Por que apoiadores de Bolsonaro bebem e se banham com detergente Ypê em protestos?

Um movimento de eleitores da direita ganhou força nas redes sociais após Anvisa apontar falhas nas etapas de produção dos produtos Ypê. Teoria da conspiração? O argumento dos bolsonaristas é que a decisão da Anvisa só poderia ser uma manobra “lulista” para prejudicar a marca que, em 2022, financiou as campanhas de Jair Bolsonaro. Em 2024, a Ypê também foi condenada por assédio eleitoral por ter coagido seus trabalhadores a votarem no candidato do PL.

Seja em grupos de whatsapp, postagens no instagram, tik tok ou a rede X, a direita bolsonarista se levantou em defesa da empresa Ypê. Para esses eleitores, a Anvisa estaria atuando politicamente em ano de campanha eleitoral para prejudicar financeiramente a marca.

“Vou continuar usando Ypê porque isso é perseguição da Anvisa Lulista”, escreveu um usuário em post da marca. O comentário teve mais de 1500 curtidas em 18 horas. Já outro usuário comentou que os produtos da marcar eram os seus favoritos e que não deixaria de usar:

“Não é a primeira vez que a Anvisa faz isso com essa empresa. Só porque a Ypê apoiou a direita. Por que a Anvisa não suspendeu a vacina que matou muitas pessoas?”, questionou.

Após movimento ganhar fôlego nas redes sociais com comentários no post da pópria marca Ypê, a própria Michele Bolsonaro também entrou na onda. Em stories do instagram nesse fim de semana, a ex-primeira dama publicou foto tomando sol com a legenda “por aqui só usamos Ypê”.

Políticos também entraram em defesa da marca. O senador Cletinho Azevedo (Republicanos), publicou em suas redes um vídeo lavando louça com o detergente Ypê.

“Cês viram aí que a Anvisa mandou suspensar a fabricação e a comercialização dos produtos Ypê. (…) E eu queria deixar bem claro aqui que a Ypê é uma empresa de mais de 75 anos aqui no Brasil que gera mais de 7 mil empregos, que foi um lote que está dando problema e que tem que ser fiscalizado, porque a saúde em primeiro lugar. Mas vale como uma coincidência também que essa empresa Ypê, em 2022, dou para a campanha de Jair Bolsonaro”, disse Cletinho em seu vídeo.
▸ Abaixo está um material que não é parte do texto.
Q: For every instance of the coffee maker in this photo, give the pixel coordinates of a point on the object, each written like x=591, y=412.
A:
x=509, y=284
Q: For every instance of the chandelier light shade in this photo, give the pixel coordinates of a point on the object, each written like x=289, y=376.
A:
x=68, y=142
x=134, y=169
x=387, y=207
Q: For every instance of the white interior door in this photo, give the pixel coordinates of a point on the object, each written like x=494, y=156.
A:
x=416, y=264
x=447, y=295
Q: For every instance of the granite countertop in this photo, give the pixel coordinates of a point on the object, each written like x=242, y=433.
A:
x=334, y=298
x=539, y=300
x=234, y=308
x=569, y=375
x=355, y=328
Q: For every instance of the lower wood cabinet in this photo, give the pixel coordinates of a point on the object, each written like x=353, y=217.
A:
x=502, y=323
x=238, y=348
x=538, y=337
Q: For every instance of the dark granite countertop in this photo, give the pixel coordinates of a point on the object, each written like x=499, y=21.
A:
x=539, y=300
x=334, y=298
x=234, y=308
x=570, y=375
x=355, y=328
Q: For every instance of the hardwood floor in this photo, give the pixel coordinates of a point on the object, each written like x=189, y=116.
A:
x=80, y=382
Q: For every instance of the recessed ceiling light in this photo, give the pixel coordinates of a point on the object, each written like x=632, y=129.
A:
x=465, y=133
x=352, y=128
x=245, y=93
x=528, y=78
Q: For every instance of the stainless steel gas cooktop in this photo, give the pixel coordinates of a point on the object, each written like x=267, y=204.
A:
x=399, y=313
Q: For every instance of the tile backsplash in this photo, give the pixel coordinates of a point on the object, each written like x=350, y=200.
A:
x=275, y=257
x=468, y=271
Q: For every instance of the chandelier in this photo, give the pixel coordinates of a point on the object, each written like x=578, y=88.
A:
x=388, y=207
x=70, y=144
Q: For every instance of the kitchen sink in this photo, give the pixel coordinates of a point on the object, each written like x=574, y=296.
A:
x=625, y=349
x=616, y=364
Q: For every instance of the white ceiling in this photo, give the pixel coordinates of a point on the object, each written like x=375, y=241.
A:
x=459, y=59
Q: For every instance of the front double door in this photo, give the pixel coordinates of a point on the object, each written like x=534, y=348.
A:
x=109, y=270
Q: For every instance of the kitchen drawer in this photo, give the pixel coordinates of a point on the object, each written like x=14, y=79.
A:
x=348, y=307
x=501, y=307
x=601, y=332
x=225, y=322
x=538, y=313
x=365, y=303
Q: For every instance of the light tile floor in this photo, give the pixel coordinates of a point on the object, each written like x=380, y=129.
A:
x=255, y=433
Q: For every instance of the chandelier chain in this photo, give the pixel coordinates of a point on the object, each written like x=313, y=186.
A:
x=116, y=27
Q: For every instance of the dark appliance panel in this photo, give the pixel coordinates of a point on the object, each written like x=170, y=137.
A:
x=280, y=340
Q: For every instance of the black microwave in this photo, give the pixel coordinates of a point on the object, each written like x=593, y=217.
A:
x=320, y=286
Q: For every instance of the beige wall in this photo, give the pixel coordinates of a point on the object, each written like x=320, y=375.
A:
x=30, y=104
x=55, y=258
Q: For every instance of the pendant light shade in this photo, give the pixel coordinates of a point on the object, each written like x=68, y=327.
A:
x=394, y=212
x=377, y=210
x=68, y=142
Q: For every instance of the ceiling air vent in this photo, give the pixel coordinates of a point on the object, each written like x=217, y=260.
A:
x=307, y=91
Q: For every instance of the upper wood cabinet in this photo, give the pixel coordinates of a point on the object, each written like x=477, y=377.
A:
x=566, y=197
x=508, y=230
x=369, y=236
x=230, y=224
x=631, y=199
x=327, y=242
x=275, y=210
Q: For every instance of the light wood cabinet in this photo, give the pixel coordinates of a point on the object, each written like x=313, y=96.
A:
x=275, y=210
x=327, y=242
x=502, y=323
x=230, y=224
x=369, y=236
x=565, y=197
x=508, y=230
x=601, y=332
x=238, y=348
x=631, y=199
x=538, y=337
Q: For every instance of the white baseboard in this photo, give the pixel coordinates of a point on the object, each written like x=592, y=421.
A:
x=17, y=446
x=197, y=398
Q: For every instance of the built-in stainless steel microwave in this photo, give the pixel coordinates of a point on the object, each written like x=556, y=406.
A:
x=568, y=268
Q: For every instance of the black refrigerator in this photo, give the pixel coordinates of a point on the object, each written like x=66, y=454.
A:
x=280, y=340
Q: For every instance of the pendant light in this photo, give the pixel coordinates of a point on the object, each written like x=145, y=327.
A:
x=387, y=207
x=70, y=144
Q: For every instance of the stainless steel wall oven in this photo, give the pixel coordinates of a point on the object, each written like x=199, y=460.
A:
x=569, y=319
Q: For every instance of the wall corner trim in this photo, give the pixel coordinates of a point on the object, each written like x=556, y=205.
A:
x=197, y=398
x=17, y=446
Nesta segunda (11), o Luciano Hang, dono da marca Havan e famoso pelas declarações a favor de Bolsonaro, publicou também um vídeo em apoio a marca. O óbvio precisa ser lembrado. Ingerir detergente pode causar complicações sérias para a saúde, já que são produtos tóxicos, que podem causar intoxicações. Na composição desses produtos existem substâncias como fosfato, silicatos, agentes removedores e manchas e modificadores de espuma, corantes, fragâncias artificiais e álcoois.

Entenda o caso

Na última quinta-feira, 7, a Anvisa determinou o recolhimento de diversos produtos da Ypê após identificar descumprimentos em etapas críticas do processo produtivo, incluindo falhas nos sistemas de garantia, produção e controle de qualidade.

Em nota, a agência afirmou que os problemas identificados comprometem os requisitos essenciais de Boas Práticas de Fabricação (BPF), com potencial risco de contaminação microbiológica – ou seja, presença indesejada de microrganismos potencialmente nocivos nos produtos.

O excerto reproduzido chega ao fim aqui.